Another way mandate-free legislation could improve energy efficiency across the board is by creating markets for new technologies. Tom Plant, Senior Policy Analyst with the Center for the New Energy Economy at Colorado State University, says that the federal government can drive the adoption of new, efficient technologies and practices.
“There’s lots of great ideas, great technologies that prove themselves out commercially,” Plant said. “But if they have no market, there’s no business.”
The federal government is large enough, and has enough infrastructure and buying power, to create that market. For example, Shaheen-Portman requires federal agencies to measure the current energy use of their data centers, then come up with a plan to reduce it. If government agencies were to upgrade all of their data centers to be more efficient, it would create new demand for that technology. That demand would drive competition, ultimately making the data center upgrades cheaper and more accessible for the private sector.

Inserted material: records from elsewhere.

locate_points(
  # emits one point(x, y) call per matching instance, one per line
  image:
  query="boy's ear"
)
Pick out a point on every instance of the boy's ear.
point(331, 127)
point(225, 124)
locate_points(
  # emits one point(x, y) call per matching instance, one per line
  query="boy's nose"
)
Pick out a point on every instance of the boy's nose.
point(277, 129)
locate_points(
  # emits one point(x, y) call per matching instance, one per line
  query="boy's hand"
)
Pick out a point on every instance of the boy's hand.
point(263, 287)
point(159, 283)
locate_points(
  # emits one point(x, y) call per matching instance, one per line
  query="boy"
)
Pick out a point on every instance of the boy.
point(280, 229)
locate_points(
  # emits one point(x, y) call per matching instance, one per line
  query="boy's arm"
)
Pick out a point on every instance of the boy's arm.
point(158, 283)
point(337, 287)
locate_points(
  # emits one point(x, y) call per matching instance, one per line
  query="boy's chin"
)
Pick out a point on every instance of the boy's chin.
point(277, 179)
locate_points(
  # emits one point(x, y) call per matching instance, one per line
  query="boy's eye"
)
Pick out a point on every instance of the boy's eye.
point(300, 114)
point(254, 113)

Shaheen-Portman was first introduced in the Senate in 2011, then again in 2013 and 2014. It never made it to the floor for a vote, although it got very close. Ironically, its popularity has been responsible for its downfall.

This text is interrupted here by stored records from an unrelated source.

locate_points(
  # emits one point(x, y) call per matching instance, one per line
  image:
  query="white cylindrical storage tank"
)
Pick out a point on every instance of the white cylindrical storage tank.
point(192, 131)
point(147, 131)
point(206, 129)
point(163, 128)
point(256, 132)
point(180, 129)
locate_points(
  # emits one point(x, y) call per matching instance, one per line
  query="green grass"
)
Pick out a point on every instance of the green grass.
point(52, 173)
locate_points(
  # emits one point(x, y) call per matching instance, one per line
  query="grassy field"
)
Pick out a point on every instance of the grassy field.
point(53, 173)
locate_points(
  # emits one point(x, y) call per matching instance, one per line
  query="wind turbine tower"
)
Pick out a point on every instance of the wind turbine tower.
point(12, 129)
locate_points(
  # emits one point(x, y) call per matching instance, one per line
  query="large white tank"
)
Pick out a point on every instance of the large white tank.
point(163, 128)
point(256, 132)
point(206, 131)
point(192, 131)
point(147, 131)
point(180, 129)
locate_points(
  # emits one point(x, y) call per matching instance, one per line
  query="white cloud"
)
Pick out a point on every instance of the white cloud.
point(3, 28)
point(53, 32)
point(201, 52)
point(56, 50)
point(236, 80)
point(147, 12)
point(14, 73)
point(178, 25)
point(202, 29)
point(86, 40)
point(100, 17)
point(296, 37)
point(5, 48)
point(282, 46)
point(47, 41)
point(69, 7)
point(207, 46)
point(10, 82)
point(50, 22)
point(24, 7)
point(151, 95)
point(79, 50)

Suzanne Watson, policy director at ACEEE, said that in a deadlocked Senate, “Efficiency is one of the few things, if any, that could actually get through.” If, that is, it could “ride on its own, as opposed to being utilized as a vehicle for what I might call poison pills.”
When Republicans saw Shaheen-Portman, a bill that had a legitimate chance in an otherwise deadlocked Senate, they tried to hang unrelated issues onto it, like expediting a vote on the Keystone XL pipeline. Some issues were not even energy related, like an attempt to delay aspects of Obamacare. With those amendments, Democrats never allowed the bill to come to a vote.
While Congress stalled, many private businesses have pushed forward. Pinnacol Assurance, a workers’ compensation firm in Denver, has made upgrades like motion-sensor-controlled lighting and LEDs in the parking garage. Since Shaheen-Portman was first introduced, Pinnacol has reduced its electricity bill by 20 percent, saving $91,000 annually. They have plans to install a new data center in the first quarter of 2015. Paul Doughty, facilities manager at Pinnacol, says local, state and federal efficiency policies have not driven their practices. “We stay ahead of what’s required,” said Doughty. “We want to do what’s right.”
Federal energy efficiency policy could make technologies – like the ones Pinnacol will need to upgrade its data center – cheaper and more accessible for the private sector. The federal government is the single biggest energy user in the country, which is why efficiency activists believe Congressional action could do better to push energy efficiency more…well…efficiently.
Suzanne Watson of ACEEE is optimistic about Shaheen-Portman’s future. Although in 2015, Watson said, it might look a little different. In the new Republican-controlled Congress, energy efficiency may ride on the back of the very issue that kept it down last year: Keystone XL. Or, it could be bundled into a Republican-led “all of the above” energy policy that includes controversial topics – like natural gas exports – to sweeten the deal for Democrats.
Update, January 6, 2015: As the 114th Congress convenes this week, a vote on the Keystone XL pipeline is the first order of business. POLITICO reports that Senator Jeanne Shaheen will not offer the Shaheen-Portman efficiency bill as an amendment to the Keystone legislation. In a statement to POLITICO, Shaheen said: “It should be passed separately on its own merits, and I oppose adding it to unrelated Keystone XL pipeline legislation and potentially subjecting it to a veto.”